“Wherefore as they [the Jews] rejected it [the Sabbath law] the Word [Christ], by the new covenant, translated and transferred the feast of the Sabbath to the morning light, and gave us the symbol of true rest, viz., the saving Lord’s day, the first [day] of the light, in which the Saviour of the world, after all his labors among men, obtained the victory over death, and passed the portals of Heaven, having achieved a work superior to the six-days’ creation.”[758]
“On this day, which is the first [day] of light and of the true Sun, we assemble, after an interval of six days, and celebrate holy and spiritual Sabbaths, even all nations redeemed by him throughout the world, and do those things according to the spiritual law, which were decreed for the priests to do on the Sabbath.”[759]
“And all things whatsoever that it was duty to do on the Sabbath, these we have transferred to the Lord’s day, as more appropriately belonging to it, because it has a precedence and is first in rank, and more honorable than the Jewish Sabbath.”[760]
Eusebius was under the strongest temptation to please and even to flatter Constantine; for he lived in the sunshine of imperial favor. On one occasion, he went so far as to say that the city of Jerusalem, which Constantine had rebuilt, might be the New Jerusalem predicted in the prophecies![761] But perhaps there was no act of Eusebius that could give Constantine greater pleasure than his publication of such doctrine as this respecting the change of the Sabbath. The emperor had, by the civil law, given to Sunday a Sabbatical character. Though he had done this while yet a heathen, he found it to his interest to maintain this law after he obtained a commanding position in the Catholic church. When, therefore, Eusebius came out and declared that Christ transferred the Sabbath to Sunday, a doctrine never before heard of, and in support of which he had no Scripture to quote, Constantine could not but feel in the highest degree flattered that his own Sabbatical edict pertained to the very day which Christ had ordained to be the Sabbath in place of the seventh. It was a convincing proof that Constantine was divinely called to his high position in the Catholic church, that he should thus exactly identify his work with that of Christ, though he had no knowledge at the time that Christ had done any work of the kind.
As no writer before Eusebius had ever hinted at the doctrine of the change of the Sabbath, and as there is the most convincing proof, as we have shown, that before his time Sunday possessed no Sabbatic character, and as Eusebius does not claim that this doctrine is asserted in the Scriptures, nor in any preceding ecclesiastical writer, it is certain that he was the father of the doctrine. This new doctrine was not put forth without some motive. That motive could not have been to bring forward some neglected passages of the Scriptures; for he does not quote a single text in its support. But the circumstances of the case plainly reveal the motive. The new doctrine was exactly adapted to the new order of things introduced by Constantine. It was, moreover, peculiarly suited to flatter that emperor’s pride, the very thing which Eusebius was under the strongest temptation to do.
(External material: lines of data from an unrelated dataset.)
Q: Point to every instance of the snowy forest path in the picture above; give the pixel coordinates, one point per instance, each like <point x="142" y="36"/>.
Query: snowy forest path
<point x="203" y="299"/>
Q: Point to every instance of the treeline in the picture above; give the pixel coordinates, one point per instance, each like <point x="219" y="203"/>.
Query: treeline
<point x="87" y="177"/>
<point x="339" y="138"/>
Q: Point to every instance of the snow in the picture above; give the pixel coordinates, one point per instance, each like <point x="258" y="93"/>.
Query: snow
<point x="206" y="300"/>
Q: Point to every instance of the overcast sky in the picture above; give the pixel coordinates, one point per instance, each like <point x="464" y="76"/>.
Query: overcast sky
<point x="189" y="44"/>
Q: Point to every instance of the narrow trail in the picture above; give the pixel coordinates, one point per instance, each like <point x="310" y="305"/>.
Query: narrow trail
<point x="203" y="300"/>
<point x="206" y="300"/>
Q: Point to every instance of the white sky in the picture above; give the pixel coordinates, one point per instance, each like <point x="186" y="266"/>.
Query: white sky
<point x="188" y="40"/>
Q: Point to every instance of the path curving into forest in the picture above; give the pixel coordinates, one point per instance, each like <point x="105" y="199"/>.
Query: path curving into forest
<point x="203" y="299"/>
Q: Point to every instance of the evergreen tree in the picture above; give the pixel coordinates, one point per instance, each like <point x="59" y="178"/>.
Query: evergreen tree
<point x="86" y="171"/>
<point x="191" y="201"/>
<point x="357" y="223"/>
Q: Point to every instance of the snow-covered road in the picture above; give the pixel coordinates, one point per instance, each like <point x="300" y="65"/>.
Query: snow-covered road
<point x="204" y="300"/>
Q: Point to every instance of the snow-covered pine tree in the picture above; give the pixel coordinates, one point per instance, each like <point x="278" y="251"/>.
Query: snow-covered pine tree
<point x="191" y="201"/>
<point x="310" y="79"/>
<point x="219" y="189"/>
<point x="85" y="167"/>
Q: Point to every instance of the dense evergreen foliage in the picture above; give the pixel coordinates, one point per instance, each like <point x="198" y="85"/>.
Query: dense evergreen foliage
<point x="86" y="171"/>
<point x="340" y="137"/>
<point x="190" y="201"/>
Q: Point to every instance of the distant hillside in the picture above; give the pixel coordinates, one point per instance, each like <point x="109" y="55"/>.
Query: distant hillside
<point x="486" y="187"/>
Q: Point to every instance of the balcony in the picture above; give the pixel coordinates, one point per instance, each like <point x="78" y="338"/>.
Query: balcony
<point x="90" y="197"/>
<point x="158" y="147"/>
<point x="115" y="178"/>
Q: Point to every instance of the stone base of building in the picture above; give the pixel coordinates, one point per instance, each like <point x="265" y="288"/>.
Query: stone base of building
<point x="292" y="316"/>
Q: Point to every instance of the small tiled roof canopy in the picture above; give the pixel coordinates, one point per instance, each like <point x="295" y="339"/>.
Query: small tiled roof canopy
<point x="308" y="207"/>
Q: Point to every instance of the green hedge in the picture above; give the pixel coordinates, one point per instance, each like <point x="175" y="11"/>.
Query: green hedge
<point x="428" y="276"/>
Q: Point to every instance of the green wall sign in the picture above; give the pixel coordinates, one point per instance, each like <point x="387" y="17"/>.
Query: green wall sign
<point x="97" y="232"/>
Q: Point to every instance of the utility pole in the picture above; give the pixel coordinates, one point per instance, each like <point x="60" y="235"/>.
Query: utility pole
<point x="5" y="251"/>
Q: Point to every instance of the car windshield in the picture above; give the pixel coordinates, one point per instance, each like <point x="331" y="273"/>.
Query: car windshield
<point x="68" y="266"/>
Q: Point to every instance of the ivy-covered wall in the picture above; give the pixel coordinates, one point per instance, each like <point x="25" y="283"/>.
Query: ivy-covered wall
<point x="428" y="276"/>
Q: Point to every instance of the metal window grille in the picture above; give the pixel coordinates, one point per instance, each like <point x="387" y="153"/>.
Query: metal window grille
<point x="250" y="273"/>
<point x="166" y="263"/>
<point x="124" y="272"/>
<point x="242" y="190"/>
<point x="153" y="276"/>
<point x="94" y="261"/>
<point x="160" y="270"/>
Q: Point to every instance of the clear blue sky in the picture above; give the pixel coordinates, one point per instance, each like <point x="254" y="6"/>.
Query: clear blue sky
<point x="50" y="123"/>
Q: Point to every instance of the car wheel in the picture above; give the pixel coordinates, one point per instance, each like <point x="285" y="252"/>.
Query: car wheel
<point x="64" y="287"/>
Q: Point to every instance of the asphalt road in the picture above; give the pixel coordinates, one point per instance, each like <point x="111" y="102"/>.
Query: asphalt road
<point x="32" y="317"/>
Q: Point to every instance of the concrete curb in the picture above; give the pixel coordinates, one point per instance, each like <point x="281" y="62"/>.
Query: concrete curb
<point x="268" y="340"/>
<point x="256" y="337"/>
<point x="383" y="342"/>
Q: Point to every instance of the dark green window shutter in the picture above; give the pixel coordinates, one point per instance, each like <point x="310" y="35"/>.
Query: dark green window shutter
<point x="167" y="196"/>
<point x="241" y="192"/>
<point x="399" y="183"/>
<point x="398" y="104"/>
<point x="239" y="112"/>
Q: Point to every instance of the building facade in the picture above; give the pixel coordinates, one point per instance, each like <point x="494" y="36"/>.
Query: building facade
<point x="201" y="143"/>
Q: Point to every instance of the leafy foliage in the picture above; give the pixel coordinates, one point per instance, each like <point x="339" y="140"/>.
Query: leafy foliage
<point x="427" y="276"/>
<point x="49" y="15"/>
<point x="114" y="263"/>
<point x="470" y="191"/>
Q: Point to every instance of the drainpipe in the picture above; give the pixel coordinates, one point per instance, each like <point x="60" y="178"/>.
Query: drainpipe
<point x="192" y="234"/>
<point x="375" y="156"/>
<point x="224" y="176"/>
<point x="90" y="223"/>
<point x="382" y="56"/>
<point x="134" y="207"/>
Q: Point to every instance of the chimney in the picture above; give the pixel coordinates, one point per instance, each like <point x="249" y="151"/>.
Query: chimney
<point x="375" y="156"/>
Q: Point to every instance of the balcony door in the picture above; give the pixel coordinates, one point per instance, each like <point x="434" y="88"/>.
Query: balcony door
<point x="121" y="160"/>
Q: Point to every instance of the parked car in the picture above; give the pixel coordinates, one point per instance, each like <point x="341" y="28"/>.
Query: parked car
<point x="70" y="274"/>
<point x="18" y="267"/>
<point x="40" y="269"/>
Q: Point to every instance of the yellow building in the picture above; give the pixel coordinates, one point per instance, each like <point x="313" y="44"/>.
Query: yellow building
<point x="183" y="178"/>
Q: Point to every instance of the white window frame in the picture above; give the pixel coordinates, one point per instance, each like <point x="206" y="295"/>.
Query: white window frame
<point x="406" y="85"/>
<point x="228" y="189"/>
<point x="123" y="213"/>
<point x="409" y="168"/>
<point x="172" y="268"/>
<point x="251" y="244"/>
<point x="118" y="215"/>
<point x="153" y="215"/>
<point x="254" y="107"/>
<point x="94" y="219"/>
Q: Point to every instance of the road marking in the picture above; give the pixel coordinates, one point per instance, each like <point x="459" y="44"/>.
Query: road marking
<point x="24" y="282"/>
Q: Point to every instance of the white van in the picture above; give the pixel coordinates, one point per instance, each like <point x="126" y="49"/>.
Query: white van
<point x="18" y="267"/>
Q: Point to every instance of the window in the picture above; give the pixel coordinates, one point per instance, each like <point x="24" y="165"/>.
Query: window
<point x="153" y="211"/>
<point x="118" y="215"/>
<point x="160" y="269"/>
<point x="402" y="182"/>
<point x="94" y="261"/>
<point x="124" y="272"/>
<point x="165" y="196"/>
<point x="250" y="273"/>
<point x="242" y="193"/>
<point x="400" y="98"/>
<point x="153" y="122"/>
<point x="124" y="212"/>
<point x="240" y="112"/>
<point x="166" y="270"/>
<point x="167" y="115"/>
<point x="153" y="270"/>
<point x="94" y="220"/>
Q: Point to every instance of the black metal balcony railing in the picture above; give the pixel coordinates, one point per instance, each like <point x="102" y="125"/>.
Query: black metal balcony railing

It is remarkable, however, that Eusebius, in the very connection in which he announces this new doctrine, unwittingly exposes its falsity. He first asserts that Christ changed the Sabbath, and then virtually contradicts it by indicating the real authors of the change. Thus he says:—
“All things whatsoever that it was duty to do on the Sabbath, these we have transferred to the Lord’s day.”[762]
The persons here referred to as the authors of this work are the Emperor Constantine, and such bishops as Eusebius, who loved the favor of princes, and Sylvester, the pretended successor of Saint Peter. Two facts refute the assertion of Eusebius that Christ changed the Sabbath: 1. That Eusebius, who lived three hundred years after the alleged change, is the first man who mentions such change; 2. That Eusebius testifies that himself and others made this change, which they could not have done had Christ made it at the beginning. But though the doctrine of the change of the Sabbath was thus announced by Eusebius, it was not seconded by any writer of that age. The doctrine had never been heard of before, and Eusebius had simply his own assertion, but no passage of the Holy Scriptures to offer in its support.
But after Constantine, the Sabbath began to recover strength, at least in the eastern churches. Prof. Stuart, in speaking of the period from Constantine to the council of Laodicea, A. D. 364, says:—
“The practice of it [the keeping of the Sabbath] was continued by Christians who were jealous for the honor of the Mosaic law, and finally became, as we have seen, predominant throughout Christendom. It was supposed at length that the fourth commandment did require the observance of the seventh-day Sabbath (not merely a seventh part of time), and reasoning as Christians of the present day are wont to do, viz., that all which belonged to the ten commandments was immutable and perpetual, the churches in general came gradually to regard the seventh-day Sabbath as altogether sacred.”[763]